L’esperienza di Don Milani va letta come un significativo tentativo di superare distinti schieramenti culturali e politici che in quegli anni dividevano l’Italia e l’Europa attraverso una viva dialettica razionale, una conoscenza storica approfondita, lo studio e l’uso del linguaggio quali elementi di chiarificazione e di diffusione di pensieri e teorie, con l’unico scopo di favorire un’educazione delle masse popolari che le portasse a fruire dei benefici culturali, primo fra tutti la lingua, come unica garanzia per la creazione di una società equilibrata e giusta.

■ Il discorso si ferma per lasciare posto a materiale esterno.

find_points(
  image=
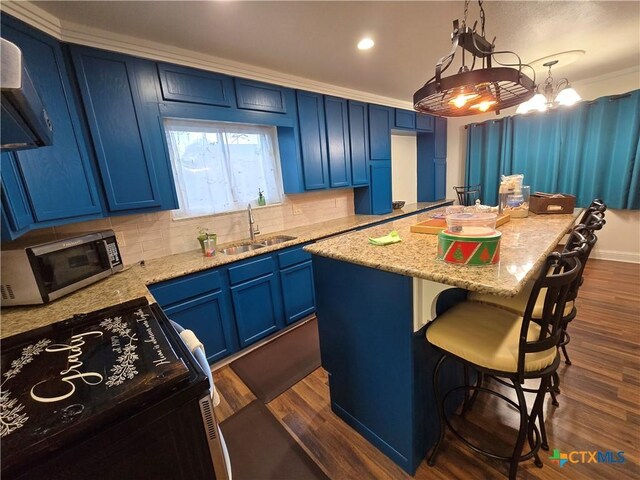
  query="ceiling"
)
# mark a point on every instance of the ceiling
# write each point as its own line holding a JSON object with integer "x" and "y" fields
{"x": 317, "y": 40}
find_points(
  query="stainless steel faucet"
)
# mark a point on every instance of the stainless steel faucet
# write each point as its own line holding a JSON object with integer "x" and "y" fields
{"x": 252, "y": 232}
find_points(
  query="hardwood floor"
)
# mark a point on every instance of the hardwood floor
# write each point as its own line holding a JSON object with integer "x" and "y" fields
{"x": 599, "y": 404}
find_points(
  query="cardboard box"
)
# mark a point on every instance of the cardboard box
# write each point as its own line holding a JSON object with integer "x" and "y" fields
{"x": 545, "y": 204}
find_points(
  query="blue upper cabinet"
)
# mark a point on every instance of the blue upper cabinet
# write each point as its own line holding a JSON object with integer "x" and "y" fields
{"x": 120, "y": 98}
{"x": 16, "y": 212}
{"x": 182, "y": 84}
{"x": 359, "y": 142}
{"x": 337, "y": 118}
{"x": 313, "y": 140}
{"x": 405, "y": 119}
{"x": 259, "y": 96}
{"x": 424, "y": 122}
{"x": 58, "y": 179}
{"x": 380, "y": 122}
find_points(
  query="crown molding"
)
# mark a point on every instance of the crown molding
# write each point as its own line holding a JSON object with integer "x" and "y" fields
{"x": 92, "y": 37}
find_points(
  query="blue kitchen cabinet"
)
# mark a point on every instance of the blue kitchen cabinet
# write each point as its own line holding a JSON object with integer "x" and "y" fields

Che oggi qualcuno possa attribuire a Don Milani e ai suoi metodi l’inizio di un processo educativo che, eliminando la selezione si sia fatto responsabile di un degrado e di strutturali carenze nella nostra scuola devastata da interventi e riforme inopportune, completamente scollate da qualsiasi visione o progetto di società, significa non aver capito il senso profondo della sua azione educativa. Don Milani era un facilitatore per ciò che riguardava la rimozione degli impedimenti che impedivano agli “ultimi” di accedere all’educazione, ma solo come prima fase di acquisizione dell’uso della lingua, che era per lui l’indispensabile passo verso l’uguaglianza e il progresso. Successivamente le conoscenze erano riproposte e condivise in un processo di acculturazione costante e rigorosa che non includeva “promozioni” facili o programmi di secondo livello, come a qualcuno oggi fa comodo credere per potergli imputare una presunta responsabilità nei problemi della scuola odierna.

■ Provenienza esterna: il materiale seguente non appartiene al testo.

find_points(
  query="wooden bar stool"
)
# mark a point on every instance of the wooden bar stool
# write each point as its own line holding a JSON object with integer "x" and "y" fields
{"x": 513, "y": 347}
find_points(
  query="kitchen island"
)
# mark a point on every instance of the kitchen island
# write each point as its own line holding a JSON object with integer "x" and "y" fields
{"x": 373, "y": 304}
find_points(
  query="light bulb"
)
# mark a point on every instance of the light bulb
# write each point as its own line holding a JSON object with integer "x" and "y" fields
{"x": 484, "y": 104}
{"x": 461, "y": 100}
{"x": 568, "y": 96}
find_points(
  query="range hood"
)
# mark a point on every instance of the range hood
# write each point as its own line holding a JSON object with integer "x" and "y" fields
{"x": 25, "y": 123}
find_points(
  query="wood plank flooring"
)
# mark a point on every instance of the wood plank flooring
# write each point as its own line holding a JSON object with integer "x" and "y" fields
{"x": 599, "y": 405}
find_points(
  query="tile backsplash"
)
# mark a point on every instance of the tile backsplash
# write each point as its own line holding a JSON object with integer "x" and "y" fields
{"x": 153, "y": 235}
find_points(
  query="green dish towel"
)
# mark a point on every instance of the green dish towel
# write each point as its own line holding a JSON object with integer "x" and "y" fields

Il grande merito di Don Milani è, non solo di aver pensato ad una scuola diversa e di averla realizzata, ma anche quello di aver fatto diventare il “problema scuola” un problema di massa da discutere nella società e non solo nei corridoi del Ministero della Pubblica Istruzione, nei Palazzi del potere, nel chiuso delle aule scolastiche.
Ciò che ci resta di lui è la forza radicale con cui sentì e portò avanti la sua attività di educatore come un dovere civico e morale. Ciò che ci resta di lui è l’impegno di tanti docenti a cercare soluzioni quotidiane nella pratica educativa, specie per coloro che la società emargina e che sono la forza umana di un popolo, le cui potenzialità disperse sarebbero una perdita incalcolabile per lo sviluppo umano, sociale e culturale di tutti, un impoverimento delle risorse del nostro paese. La sua è una grande indicazione pedagogica che deve essere uno stimolo, non per ripetere l’esperienza irripetibile di Barbiana, ma per creare cento, mille Barbiana che rispondano alle necessità della scuola e della società oggi, bisognose come ieri del contributo di tutti alla crescita comune, “perché il sogno dell’uguaglianza non resti un sogno.”
Nel 1997 la Rai ha mandato in onda in due puntate una miniserie dal titolo Don Milani – Il priore di Barbiana, diretta da Andrea e Antonio Frazzi, interpretata da Sergio Castellito, che ha riproposto a trent’anni dalla morte la figura e l’opera di don Milani.
In questi giorni la visita del papa Francesco alla tomba di Don Milani ne ha riconosciuto in pieno e senza ombre il valore della pratica pastorale e educativa.